The door banged. Bloody fingers against his golden face, Baines staggered outside. As always he was dressed impeccably in a dark custom-made suit. His two goons, the giant in the jogging suit and the runt with the slicked-back hair, stumbled outside behind him, grabbing Baines before he fell.
“Run, you sons of bitches,” Little Red whooped, rushing after them. “Vengeance is mine.”
The three men took off running. Luke sidestepped into a black pocket between two houses. Something he’d read in one of Sanders’s reports came back to him. Little Red had starred in a dozen plays in high school.
“Corny. Prison damn sure didn’t dim your flair for cheap drama, did it, kid?” he shouted.
“Where the hell are you?” Elbowing his way into the shadows, Little Red waved his gun. “Step out where I can see you.”
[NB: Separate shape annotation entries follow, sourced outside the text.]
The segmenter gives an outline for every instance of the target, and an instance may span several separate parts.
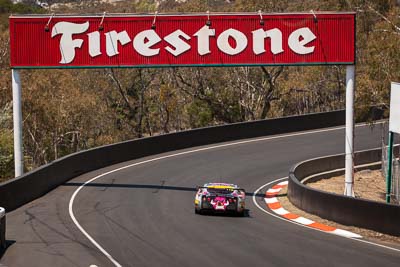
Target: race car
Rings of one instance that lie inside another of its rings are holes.
[[[196,214],[203,211],[233,212],[243,216],[245,212],[244,189],[235,184],[207,183],[198,187],[194,200]]]

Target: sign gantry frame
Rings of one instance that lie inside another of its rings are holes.
[[[346,65],[346,186],[353,192],[355,13],[10,16],[15,176],[23,174],[19,69]]]

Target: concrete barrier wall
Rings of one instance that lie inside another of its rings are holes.
[[[356,165],[380,160],[381,149],[357,152],[354,159]],[[289,173],[290,202],[302,210],[328,220],[400,236],[400,206],[328,193],[301,183],[310,175],[344,168],[344,164],[344,155],[334,155],[294,166]]]
[[[218,142],[339,126],[344,121],[344,110],[340,110],[201,128],[86,150],[0,184],[0,206],[12,211],[73,177],[128,160]]]
[[[6,211],[0,207],[0,253],[6,248]]]

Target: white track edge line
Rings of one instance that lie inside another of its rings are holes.
[[[393,248],[393,247],[389,247],[389,246],[385,246],[385,245],[381,245],[381,244],[374,243],[374,242],[371,242],[371,241],[367,241],[367,240],[364,240],[364,239],[359,239],[359,238],[354,238],[354,237],[341,236],[341,235],[337,235],[337,234],[334,234],[334,233],[322,231],[322,230],[319,230],[319,229],[316,229],[316,228],[308,227],[308,226],[306,226],[306,225],[303,225],[303,224],[294,222],[294,221],[292,221],[292,220],[288,220],[288,219],[286,219],[286,218],[284,218],[284,217],[275,215],[275,214],[273,214],[273,213],[267,211],[266,209],[262,208],[262,207],[257,203],[257,200],[256,200],[256,195],[257,195],[257,193],[258,193],[259,191],[261,191],[264,187],[266,187],[266,186],[268,186],[268,185],[270,185],[270,184],[276,183],[277,181],[281,181],[281,180],[285,180],[285,179],[288,179],[288,177],[283,177],[283,178],[276,179],[276,180],[271,181],[271,182],[269,182],[269,183],[266,183],[266,184],[260,186],[258,189],[256,189],[256,190],[254,191],[254,194],[253,194],[253,203],[254,203],[254,205],[255,205],[258,209],[260,209],[262,212],[264,212],[264,213],[266,213],[266,214],[268,214],[268,215],[271,215],[272,217],[275,217],[275,218],[277,218],[277,219],[279,219],[279,220],[282,220],[282,221],[286,221],[286,222],[289,222],[289,223],[292,223],[292,224],[297,224],[297,225],[299,225],[299,226],[301,226],[301,227],[308,228],[308,229],[311,229],[311,230],[314,230],[314,231],[318,231],[318,232],[322,232],[322,233],[326,233],[326,234],[330,234],[330,235],[335,235],[335,236],[340,236],[340,237],[342,237],[342,238],[347,238],[347,239],[351,239],[351,240],[354,240],[354,241],[357,241],[357,242],[361,242],[361,243],[373,245],[373,246],[376,246],[376,247],[380,247],[380,248],[384,248],[384,249],[389,249],[389,250],[392,250],[392,251],[400,252],[400,249]]]
[[[377,122],[376,124],[382,124],[384,123],[382,122]],[[355,125],[355,127],[362,127],[362,126],[366,126],[368,125],[367,123],[362,123],[362,124],[357,124]],[[88,238],[88,240],[90,242],[92,242],[92,244],[98,248],[115,266],[120,267],[121,265],[102,247],[100,246],[100,244],[98,244],[93,237],[91,237],[86,231],[85,229],[79,224],[78,220],[75,218],[74,212],[73,212],[73,204],[74,204],[74,200],[76,195],[78,194],[78,192],[87,184],[97,180],[98,178],[101,178],[105,175],[123,170],[123,169],[127,169],[130,167],[134,167],[137,165],[142,165],[142,164],[146,164],[149,162],[153,162],[153,161],[158,161],[158,160],[162,160],[162,159],[167,159],[167,158],[172,158],[172,157],[177,157],[177,156],[181,156],[181,155],[186,155],[186,154],[192,154],[192,153],[196,153],[196,152],[201,152],[201,151],[207,151],[207,150],[211,150],[211,149],[216,149],[216,148],[222,148],[222,147],[229,147],[229,146],[235,146],[235,145],[241,145],[241,144],[248,144],[248,143],[254,143],[254,142],[260,142],[260,141],[267,141],[267,140],[274,140],[274,139],[279,139],[279,138],[285,138],[285,137],[293,137],[293,136],[301,136],[301,135],[306,135],[306,134],[313,134],[313,133],[323,133],[323,132],[329,132],[329,131],[336,131],[336,130],[340,130],[340,129],[344,129],[345,126],[339,126],[339,127],[332,127],[332,128],[325,128],[325,129],[318,129],[318,130],[310,130],[310,131],[302,131],[302,132],[296,132],[296,133],[291,133],[291,134],[284,134],[284,135],[276,135],[276,136],[269,136],[269,137],[263,137],[263,138],[256,138],[256,139],[251,139],[251,140],[245,140],[245,141],[238,141],[238,142],[232,142],[232,143],[227,143],[227,144],[221,144],[221,145],[214,145],[214,146],[208,146],[208,147],[204,147],[204,148],[199,148],[199,149],[194,149],[194,150],[188,150],[188,151],[184,151],[184,152],[180,152],[180,153],[176,153],[176,154],[170,154],[170,155],[166,155],[166,156],[161,156],[161,157],[157,157],[157,158],[153,158],[153,159],[149,159],[149,160],[145,160],[145,161],[140,161],[137,163],[133,163],[124,167],[120,167],[111,171],[108,171],[106,173],[100,174],[98,176],[93,177],[92,179],[89,179],[88,181],[86,181],[83,185],[81,185],[72,195],[70,201],[69,201],[69,214],[70,217],[72,219],[72,221],[75,223],[75,225],[78,227],[78,229],[82,232],[82,234],[84,234],[86,236],[86,238]],[[273,215],[275,216],[275,215]],[[278,216],[276,216],[277,218],[280,218]],[[281,219],[281,218],[280,218]]]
“This isn’t a high school play—kid. And you ain’t Rambo. And I ain’t stupid.”
The gun swung wildly.
Luke shrank against the wall.
“Luke! You…you…coward! You bastard!”
Silence.
Then a roach scurried out of the dark past the rooster. Scrawny wings spread.
When Little Red fired, the confused rooster flapped straight at Little Red.
“Sonofabitch!” Swatting wildly at the bird, the kid dropped the gun.
Racing footsteps at the other end of the alley.
Mr. This-is-good and his goons hadn’t gotten far after all.
Little Red roared in rage, then gleefully scooped up his gun and lurched after them.
Silently, swiftly, Luke pursued them.
He got ten feet before she yelled. Then she moaned.
When nobody answered, a final hoarse cry was swallowed, strangled, broken off.
She was scared. The bastards had left her all alone in that shack.
Luke remembered the gunshots and stopped running. With acute frustration he watched Little Red’s bright red head vanish into darkness.
She could be hit. Dying.
Marcie.
“Help…” This girl’s Texas drawl was as pronounced as Marcie’s. Thus, the e was elongated.
Luke stared at the black door as if it were the gate to hell.
“Please…” Again her prominent vowels seemed endless. “P-le-e-ease…”
“Marcie?” he whispered.
No. But this girl’s faint cries held raw urgency. He drew in a savage breath and then pushed against warped wood that creaked heavily on ancient hinges.
“Help…”
He cursed the dark and Mexico and the heat that had him dripping with sweat. Most of all he cursed the whore and her soft, alluring drawl that compelled him into this black and forbidding shack.
A bar of moonlight backlit his tall, muscular body and the broken bottle he held raised above his black head. More of that same silver light slipped through the cracks in the mortar left by shoddy workmanship and glistened against dirty, broken windowpanes.
The room was squalid, hot and hellish; its ceiling so low he had to stoop slightly. Plywood had been nailed against a hole in the wall. Corrugated tin was both ceiling and roof. The dirt floor was carpeted with cigarette butts and loose boards. Then he saw a Mexican bullwhip coiled like a black snake around a brand new, red high-heeled pump on the dirt floor, this shoe an exact match to the one he’d found earlier.
He picked the shoe up, turning it in his palm, and whistled. “Cinder-eff-ing-rella!”